Al Khulaifat borders the following districts:
- Old Al Hitmi & As Salatah to the west, separated by Corniche Street.
- Doha Port to the north, separated by the Doha Bay.
- Ras Abu Aboud to the east.
- Doha International Airport to the south, separated by Ras Bu Abboud Street.

==History==
The Al Khulaifat district, which derives its name from the local Al Khualifat tribe (also known as Al Kholaifi or Khulaifi), first appeared in maps around the 1940s.
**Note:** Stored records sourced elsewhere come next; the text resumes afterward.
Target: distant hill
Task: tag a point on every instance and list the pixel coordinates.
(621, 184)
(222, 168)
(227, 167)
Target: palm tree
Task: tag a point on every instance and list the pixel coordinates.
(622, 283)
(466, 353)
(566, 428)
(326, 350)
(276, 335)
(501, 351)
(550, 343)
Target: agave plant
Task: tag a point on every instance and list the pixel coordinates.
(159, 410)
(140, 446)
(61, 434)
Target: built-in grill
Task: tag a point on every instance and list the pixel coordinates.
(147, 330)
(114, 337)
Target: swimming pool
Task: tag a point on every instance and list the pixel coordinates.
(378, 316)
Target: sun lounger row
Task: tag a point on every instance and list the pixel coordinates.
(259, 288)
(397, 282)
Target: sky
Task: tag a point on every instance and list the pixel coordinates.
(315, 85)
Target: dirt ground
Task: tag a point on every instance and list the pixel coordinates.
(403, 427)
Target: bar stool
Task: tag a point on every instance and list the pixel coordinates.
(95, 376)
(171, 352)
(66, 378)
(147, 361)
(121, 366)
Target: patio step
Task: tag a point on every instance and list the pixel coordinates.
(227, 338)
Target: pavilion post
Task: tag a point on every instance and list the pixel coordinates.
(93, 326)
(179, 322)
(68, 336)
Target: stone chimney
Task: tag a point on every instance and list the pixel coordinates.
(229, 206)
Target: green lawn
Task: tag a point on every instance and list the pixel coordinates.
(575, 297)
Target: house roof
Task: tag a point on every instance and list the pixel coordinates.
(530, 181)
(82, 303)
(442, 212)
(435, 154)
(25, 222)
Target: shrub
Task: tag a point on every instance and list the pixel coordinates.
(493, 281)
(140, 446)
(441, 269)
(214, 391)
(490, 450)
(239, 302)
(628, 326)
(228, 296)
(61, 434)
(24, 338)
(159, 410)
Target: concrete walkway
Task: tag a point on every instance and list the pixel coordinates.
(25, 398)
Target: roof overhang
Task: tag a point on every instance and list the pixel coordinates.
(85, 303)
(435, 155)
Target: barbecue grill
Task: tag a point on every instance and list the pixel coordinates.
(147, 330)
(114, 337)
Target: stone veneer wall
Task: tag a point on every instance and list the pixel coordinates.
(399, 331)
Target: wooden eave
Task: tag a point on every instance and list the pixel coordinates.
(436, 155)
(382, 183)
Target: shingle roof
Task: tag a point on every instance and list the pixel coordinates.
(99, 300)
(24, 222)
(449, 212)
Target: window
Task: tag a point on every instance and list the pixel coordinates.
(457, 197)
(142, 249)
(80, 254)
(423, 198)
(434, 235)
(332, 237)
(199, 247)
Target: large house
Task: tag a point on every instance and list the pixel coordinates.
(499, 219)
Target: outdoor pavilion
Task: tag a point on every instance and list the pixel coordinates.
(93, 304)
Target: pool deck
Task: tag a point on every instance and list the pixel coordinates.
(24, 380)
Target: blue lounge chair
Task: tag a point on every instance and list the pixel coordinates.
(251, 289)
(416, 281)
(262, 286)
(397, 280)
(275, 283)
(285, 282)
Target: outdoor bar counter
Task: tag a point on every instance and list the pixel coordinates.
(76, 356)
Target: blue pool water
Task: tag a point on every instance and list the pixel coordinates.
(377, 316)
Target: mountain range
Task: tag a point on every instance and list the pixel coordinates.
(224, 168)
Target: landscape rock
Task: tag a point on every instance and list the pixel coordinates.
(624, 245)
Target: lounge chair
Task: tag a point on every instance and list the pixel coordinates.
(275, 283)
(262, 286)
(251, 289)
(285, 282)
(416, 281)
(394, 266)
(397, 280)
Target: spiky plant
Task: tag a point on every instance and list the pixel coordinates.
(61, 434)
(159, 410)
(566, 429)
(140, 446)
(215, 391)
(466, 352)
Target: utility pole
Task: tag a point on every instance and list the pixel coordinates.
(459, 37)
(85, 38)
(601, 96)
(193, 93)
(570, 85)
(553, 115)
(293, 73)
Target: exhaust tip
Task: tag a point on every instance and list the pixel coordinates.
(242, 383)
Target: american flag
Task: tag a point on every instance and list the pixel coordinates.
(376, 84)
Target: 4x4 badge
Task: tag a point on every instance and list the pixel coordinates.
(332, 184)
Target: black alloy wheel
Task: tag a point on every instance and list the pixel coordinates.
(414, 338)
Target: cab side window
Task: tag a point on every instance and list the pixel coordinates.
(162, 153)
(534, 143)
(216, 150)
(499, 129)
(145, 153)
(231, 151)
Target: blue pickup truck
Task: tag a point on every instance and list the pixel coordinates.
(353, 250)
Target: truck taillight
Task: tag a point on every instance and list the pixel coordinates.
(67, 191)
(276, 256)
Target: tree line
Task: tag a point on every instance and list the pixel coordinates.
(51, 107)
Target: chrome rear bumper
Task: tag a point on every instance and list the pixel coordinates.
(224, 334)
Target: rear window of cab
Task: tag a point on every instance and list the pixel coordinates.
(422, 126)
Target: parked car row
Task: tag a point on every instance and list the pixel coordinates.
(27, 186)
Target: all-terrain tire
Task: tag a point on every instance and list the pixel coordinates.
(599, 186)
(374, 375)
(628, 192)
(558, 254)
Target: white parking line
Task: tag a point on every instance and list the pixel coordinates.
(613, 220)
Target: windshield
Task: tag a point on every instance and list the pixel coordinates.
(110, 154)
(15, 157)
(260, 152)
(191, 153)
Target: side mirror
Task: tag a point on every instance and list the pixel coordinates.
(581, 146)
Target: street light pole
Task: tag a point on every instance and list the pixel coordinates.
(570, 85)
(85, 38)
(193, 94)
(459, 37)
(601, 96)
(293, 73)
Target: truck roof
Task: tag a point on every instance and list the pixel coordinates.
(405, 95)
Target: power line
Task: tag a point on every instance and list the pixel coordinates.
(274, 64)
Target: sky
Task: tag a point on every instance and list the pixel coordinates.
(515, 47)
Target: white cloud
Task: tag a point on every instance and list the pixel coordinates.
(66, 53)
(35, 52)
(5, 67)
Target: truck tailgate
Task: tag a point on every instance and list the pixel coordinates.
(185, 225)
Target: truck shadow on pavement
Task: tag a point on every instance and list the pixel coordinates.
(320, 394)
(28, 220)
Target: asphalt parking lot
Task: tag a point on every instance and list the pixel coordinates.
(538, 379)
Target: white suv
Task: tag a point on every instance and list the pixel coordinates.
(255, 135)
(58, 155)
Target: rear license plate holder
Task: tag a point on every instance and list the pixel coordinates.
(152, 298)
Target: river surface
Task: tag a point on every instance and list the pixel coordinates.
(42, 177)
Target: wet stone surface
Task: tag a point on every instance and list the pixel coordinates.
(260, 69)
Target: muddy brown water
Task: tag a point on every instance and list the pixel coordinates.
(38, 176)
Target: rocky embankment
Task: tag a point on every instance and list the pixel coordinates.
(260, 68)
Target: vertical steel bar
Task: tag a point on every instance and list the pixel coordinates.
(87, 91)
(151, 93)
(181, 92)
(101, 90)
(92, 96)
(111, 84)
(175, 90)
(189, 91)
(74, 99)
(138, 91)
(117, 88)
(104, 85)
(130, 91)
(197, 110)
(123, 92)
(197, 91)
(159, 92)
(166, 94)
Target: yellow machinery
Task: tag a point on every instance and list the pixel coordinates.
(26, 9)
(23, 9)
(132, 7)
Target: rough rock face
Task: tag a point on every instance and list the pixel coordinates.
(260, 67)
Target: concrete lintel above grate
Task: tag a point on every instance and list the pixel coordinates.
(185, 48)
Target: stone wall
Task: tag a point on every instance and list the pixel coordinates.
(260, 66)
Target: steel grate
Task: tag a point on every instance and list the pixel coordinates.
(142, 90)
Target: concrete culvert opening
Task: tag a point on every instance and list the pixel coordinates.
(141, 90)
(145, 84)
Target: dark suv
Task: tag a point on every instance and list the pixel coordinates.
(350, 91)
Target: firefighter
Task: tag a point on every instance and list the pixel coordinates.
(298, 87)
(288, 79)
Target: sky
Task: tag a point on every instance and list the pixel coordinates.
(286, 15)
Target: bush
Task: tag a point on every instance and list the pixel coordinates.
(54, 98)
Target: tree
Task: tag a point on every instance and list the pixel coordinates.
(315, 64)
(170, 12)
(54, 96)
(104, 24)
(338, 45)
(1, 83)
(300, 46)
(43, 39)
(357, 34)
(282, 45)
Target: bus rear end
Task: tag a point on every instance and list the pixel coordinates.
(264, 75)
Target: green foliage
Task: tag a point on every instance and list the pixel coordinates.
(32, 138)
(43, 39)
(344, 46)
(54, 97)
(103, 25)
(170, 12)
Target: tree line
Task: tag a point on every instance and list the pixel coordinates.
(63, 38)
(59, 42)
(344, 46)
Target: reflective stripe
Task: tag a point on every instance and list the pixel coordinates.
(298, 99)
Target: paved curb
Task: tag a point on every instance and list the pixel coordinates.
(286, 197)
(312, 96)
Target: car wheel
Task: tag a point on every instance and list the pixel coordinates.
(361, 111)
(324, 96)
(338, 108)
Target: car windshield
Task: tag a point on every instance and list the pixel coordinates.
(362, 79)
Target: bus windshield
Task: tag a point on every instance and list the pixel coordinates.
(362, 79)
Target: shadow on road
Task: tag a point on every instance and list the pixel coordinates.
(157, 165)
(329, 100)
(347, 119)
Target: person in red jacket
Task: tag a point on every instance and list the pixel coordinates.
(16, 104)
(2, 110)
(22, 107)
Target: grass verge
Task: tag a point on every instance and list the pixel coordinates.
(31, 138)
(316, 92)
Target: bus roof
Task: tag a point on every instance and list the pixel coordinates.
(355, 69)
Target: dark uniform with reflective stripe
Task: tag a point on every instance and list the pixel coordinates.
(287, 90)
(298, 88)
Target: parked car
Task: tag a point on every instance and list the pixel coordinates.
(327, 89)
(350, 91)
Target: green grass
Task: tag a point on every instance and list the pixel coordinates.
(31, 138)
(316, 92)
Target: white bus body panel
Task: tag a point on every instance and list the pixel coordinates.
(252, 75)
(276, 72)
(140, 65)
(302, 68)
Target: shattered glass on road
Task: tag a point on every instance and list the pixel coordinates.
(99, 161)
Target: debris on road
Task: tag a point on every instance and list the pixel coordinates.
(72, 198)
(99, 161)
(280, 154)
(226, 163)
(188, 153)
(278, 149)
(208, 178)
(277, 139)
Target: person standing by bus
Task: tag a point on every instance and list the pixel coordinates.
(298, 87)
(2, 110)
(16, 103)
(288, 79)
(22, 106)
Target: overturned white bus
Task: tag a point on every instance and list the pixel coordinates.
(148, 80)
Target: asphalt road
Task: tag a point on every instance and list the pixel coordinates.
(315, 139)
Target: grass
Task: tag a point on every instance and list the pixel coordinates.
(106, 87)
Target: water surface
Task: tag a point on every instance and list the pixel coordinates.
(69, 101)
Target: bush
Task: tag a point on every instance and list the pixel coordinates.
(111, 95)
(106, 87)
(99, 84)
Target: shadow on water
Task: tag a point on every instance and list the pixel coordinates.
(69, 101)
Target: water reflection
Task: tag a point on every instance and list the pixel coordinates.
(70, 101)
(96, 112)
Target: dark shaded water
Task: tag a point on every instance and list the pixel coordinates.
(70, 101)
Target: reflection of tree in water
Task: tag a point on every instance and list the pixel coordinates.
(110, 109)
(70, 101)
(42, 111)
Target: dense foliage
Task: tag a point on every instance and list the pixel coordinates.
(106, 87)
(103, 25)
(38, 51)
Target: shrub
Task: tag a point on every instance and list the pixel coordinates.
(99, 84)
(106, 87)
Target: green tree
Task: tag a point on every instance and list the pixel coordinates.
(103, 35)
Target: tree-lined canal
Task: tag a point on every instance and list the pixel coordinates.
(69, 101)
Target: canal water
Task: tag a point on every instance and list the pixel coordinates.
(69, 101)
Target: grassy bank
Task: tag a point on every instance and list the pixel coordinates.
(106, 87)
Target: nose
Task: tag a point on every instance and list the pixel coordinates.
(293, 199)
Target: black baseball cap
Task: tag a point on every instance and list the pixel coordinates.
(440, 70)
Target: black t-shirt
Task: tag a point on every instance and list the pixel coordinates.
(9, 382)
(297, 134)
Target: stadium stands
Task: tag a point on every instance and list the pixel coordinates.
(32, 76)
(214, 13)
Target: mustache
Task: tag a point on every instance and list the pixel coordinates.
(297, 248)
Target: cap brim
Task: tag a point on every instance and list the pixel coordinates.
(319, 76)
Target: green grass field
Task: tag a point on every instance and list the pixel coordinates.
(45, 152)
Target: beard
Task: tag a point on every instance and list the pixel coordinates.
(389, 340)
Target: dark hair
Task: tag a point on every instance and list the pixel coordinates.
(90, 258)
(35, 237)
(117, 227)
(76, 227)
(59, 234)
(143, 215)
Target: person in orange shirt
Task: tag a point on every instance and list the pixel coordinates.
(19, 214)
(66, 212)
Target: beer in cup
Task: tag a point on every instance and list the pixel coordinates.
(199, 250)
In order to capitalize on Al Khulaifat's close proximity to the Doha International Airport, one of Qatar's first and most important hotels was constructed in the district in 1965 under the name Oasis Hotel. This hotel would serve as the quarters of international diplomats and members of government during their visits to Doha. It thus played an important role in facilitating Qatar's earliest relations with other nations. Additionally, the Beach Club and the Doha Sailing Association had their headquarters behind the hotel, on the waterfront. At the time of Qatar's independence in 1971, Oasis Hotel was one of the country's two hotels and the Doha Sailing Club was one of the two main clubs whose membership consisted mainly of Western expats. In the later 20th century, these two clubs relocated outside the district, and in the early 2000s, the Oasis Hotel was closed.

==Landmarks==
- Ali Bin Ali Al Khulaifi Mosque on Al Sharq Street.
- Cultural Saloon (managed by the Ministry of Culture and Sports) on Al Sharq Street.
- Al Jawhara Gallery on Al Sharq Street.
- Doha Club Park on Al Sharq Street.
- Doha Sports Center on Al Sharq Street.